Let us find out the controller configuration first:
/opt/hp/hpssacli/bin/hpssacli controller all show config
Then, use this information to store the HP Smart Array configuration to a newly created directory on datastore1
.
mkdir /vmfs/volumes/datastore1/custom
/opt/hp/hpssacli/bin/hpssacli controller all show config > /vmfs/volumes/datastore1/custom/raid-good
For further commands and how to use the HPACUCLI utility see: kallesplayground.wordpress.com/useful-stuff/hp-smart-array-cli-commands-under-esxi/
An email shall be sent to the administrators If a disk failure was detected. For this purpose, netcat
is used to send the email, because there is no email software on an ESXi host.
smtp.xml
and add the following content<ConfigRoot>
<service id='1000'>
<id>SMTP_Outbound</id>
<rule>
<direction>outbound</direction>
<protocol>tcp</protocol>
<porttype>dst</porttype>
<port>25</port>
</rule>
<enabled>true</enabled>
<required>false</required>
</service>
</ConfigRoot>
/etc/vmware/firewall/
mv smtp.xml /etc/vmware/firewall/
esxcli network firewall refresh
Now create a shell script check-raid.sh
which can be used to monitor the disk status and to send out emails. Adapt this script to your needs by replacing the parameters in angulated brackets with your values.
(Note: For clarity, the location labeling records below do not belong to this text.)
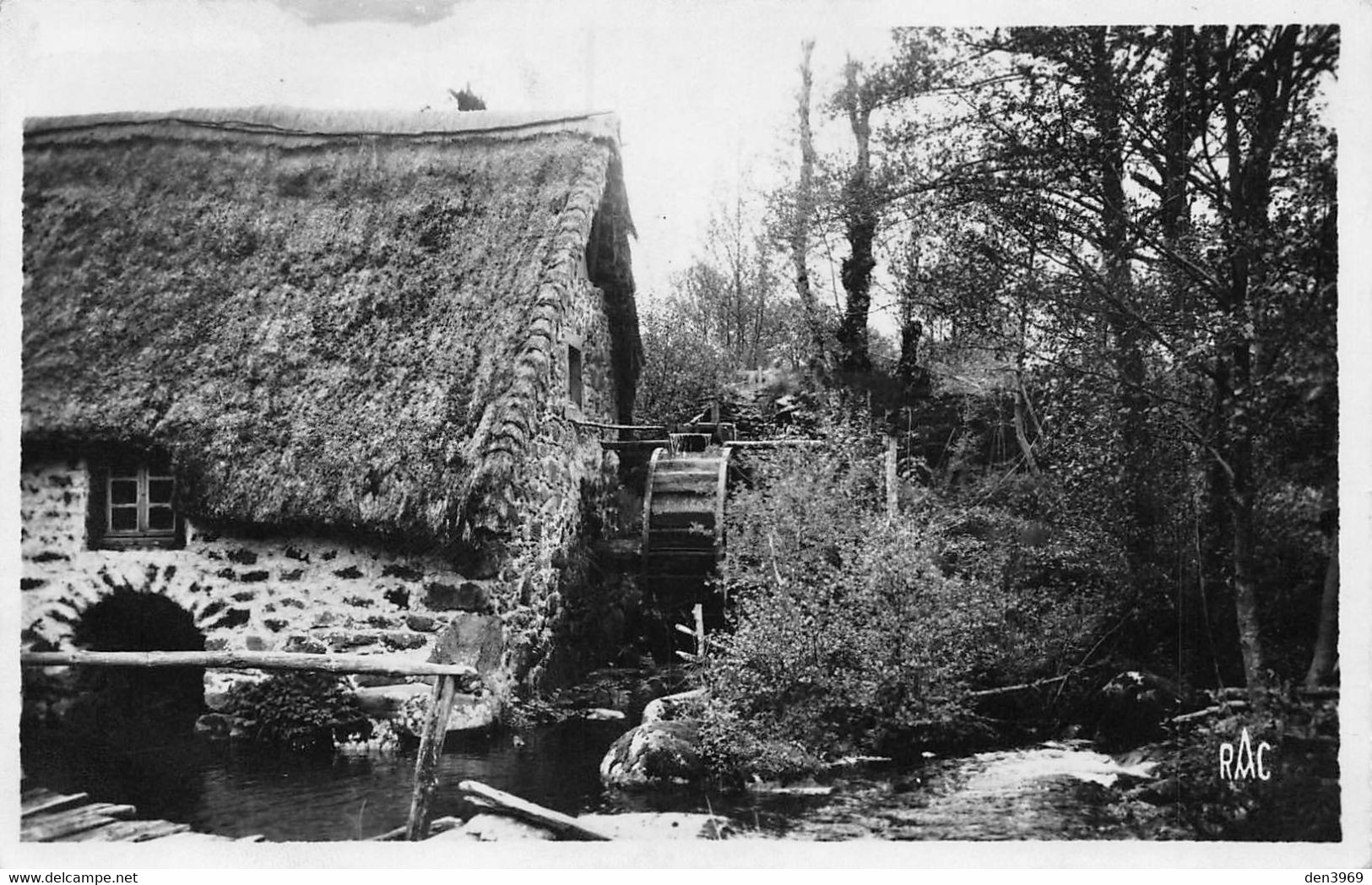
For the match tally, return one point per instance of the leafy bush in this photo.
(298, 711)
(855, 633)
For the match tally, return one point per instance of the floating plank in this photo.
(500, 801)
(131, 832)
(380, 665)
(438, 825)
(191, 837)
(40, 801)
(57, 825)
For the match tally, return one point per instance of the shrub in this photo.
(854, 633)
(298, 711)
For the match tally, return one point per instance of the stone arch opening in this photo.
(136, 704)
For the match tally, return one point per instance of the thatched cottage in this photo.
(327, 382)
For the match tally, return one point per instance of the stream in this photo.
(1042, 792)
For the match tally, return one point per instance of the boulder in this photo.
(1134, 707)
(654, 753)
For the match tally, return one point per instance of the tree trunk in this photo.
(1327, 641)
(805, 213)
(1134, 438)
(860, 210)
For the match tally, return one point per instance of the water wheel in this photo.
(684, 524)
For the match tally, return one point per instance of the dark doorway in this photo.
(136, 705)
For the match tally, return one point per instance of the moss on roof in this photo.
(325, 329)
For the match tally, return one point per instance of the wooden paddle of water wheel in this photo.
(684, 526)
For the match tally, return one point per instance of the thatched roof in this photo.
(325, 318)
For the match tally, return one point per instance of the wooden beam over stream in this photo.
(380, 665)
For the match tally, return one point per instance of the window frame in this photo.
(142, 472)
(575, 377)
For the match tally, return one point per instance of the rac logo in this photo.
(1240, 762)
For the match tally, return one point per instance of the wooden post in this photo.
(892, 479)
(431, 747)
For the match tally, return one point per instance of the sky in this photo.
(704, 91)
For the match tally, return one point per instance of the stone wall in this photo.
(263, 589)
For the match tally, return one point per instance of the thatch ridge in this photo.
(333, 331)
(339, 122)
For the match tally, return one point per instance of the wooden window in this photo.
(574, 375)
(135, 505)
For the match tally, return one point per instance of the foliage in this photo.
(854, 633)
(298, 711)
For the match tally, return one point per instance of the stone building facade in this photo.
(390, 421)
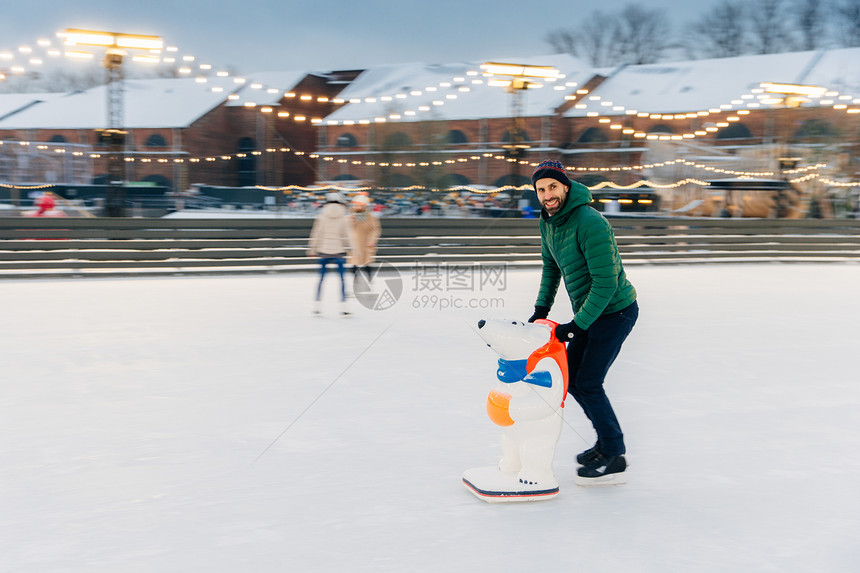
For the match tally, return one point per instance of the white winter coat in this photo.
(331, 232)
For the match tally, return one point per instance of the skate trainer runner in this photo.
(577, 244)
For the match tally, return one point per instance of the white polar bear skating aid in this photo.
(527, 403)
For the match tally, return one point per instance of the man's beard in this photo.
(556, 205)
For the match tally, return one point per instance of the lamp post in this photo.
(113, 136)
(517, 79)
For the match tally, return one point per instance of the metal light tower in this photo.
(520, 78)
(113, 136)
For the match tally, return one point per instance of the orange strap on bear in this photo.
(554, 349)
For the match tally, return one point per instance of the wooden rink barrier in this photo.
(33, 247)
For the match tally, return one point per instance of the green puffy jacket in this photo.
(577, 243)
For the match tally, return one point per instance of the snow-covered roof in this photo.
(14, 103)
(697, 85)
(421, 92)
(267, 88)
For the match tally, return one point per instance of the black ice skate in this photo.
(603, 470)
(587, 457)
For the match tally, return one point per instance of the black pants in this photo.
(589, 357)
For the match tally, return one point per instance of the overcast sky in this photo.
(264, 35)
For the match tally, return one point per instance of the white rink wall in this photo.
(194, 423)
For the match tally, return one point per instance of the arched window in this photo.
(734, 131)
(661, 128)
(159, 180)
(816, 128)
(398, 140)
(455, 136)
(593, 135)
(510, 180)
(347, 140)
(246, 167)
(400, 180)
(453, 180)
(155, 140)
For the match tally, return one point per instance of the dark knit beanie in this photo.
(552, 169)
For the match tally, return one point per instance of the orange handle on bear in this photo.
(498, 404)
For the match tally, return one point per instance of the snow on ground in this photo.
(212, 424)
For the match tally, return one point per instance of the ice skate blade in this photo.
(611, 479)
(493, 486)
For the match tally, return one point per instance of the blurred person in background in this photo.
(331, 241)
(366, 230)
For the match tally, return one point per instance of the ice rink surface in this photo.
(212, 424)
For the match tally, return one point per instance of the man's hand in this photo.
(540, 312)
(566, 332)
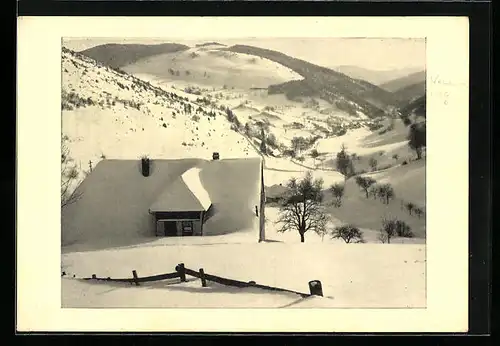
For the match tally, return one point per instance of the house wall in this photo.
(194, 217)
Store the script in /vmfs/volumes/datastore1/custom
.
#!/bin/sh
# declaration section
netcat="/bin/nc"
tmp="/tmp/raid-mail"
host="<hostname>"
hostname="$host.<domain>"
emailrcpt1="<admin1@domain.com>"
emailrcpt2="<admin2@domain.com>"
emailrcpt3="<admin3@domain.com>"
mailserver="<mailserver.domain.com>"
datetime=`date '+%a, %d %b %Y %H:%M:%S %z'`
# read the configuration
/opt/hp/hpssacli/bin/hpssacli controller all show config > /tmp/raid-current
curdiff=`/bin/diff -u /vmfs/volumes/datastore1/custom/raid-good /tmp/raid-current`
/bin/diff -u /vmfs/volumes/datastore1/custom/raid-good /tmp/raid-current > /tmp/raid-diff
# send email alert
if [ "$curdiff" != "" ] ; then
/bin/echo -e "HELO $hostname\r" > $tmp
/bin/echo -e "MAIL FROM: root@$hostname\r" >> $tmp
/bin/echo -e "RCPT TO: $emailrcpt1\r" >> $tmp
/bin/echo -e "RCPT TO: $emailrcpt2\r" >> $tmp
/bin/echo -e "RCPT TO: $emailrcpt3\r" >> $tmp
/bin/echo -e "DATA\r" >> $tmp
/bin/echo -e "From: root@$hostname\r" >> $tmp
/bin/echo -e "To: $emailrcpt1, $emailrcpt2, $emailrcpt3\r" >> $tmp
/bin/echo -e "Date: $datetime \r" >> $tmp
/bin/echo -e "Subject: Raid may be broken on $host\r" >> $tmp
/bin/echo -e "\r" >> $tmp
/bin/echo -e "====> A diff between production and current is:\r" >> $tmp
/bin/echo -e "\r" >> $tmp
/bin/awk '{printf("%s\r\n", $0);}' < /tmp/raid-diff >> $tmp
/bin/echo -e "\r" >> $tmp
/bin/echo -e "====> Full Raid Current Info:\r" >> $tmp
/bin/echo -e "\r" >> $tmp
/bin/awk '{printf("%s\r\n", $0);}' < /tmp/raid-current >> $tmp
/bin/echo -e "\r" >> $tmp
/bin/echo -e ".\r" >> $tmp
/bin/echo -e "quit\r" >> $tmp
$netcat -i 1 $mailserver 25 < $tmp
/bin/rm $tmp
/bin/cp /tmp/raid-current /vmfs/volumes/datastore1/custom/raid-good
fi
/bin/rm /tmp/raid-current
/bin/rm /tmp/raid-diff
Make the script executable:
chmod 755 /vmfs/volumes/datastore1/custom/check-raid.sh
The crontab is here: /var/spool/cron/crontabs/root
. Add a line to this file to run above script every hour, for example:
35 * * * * /vmfs/volumes/datastore1/custom/check-raid.sh > /dev/null 2>&1
Please note that changes to the crontab file are not persistent. Therefore, this entry must be recreated after booting the hypervisor. This can be done by adding the following line to /etc/rc.local.d/local.sh
:
echo "35 * * * * /vmfs/volumes/datastore1/custom/check-raid.sh > /dev/null 2>&1" >> /var/spool/cron/crontabs/root
Modify /vmfs/volumes/datastore1/custom/raid-good
in order to generate a deviation from the current configuration. Then run /vmfs/volumes/datastore1/custom/check-raid.sh
from the command line and watch for any error messages from the mail server. You should receive an email about the Smart Array configuration.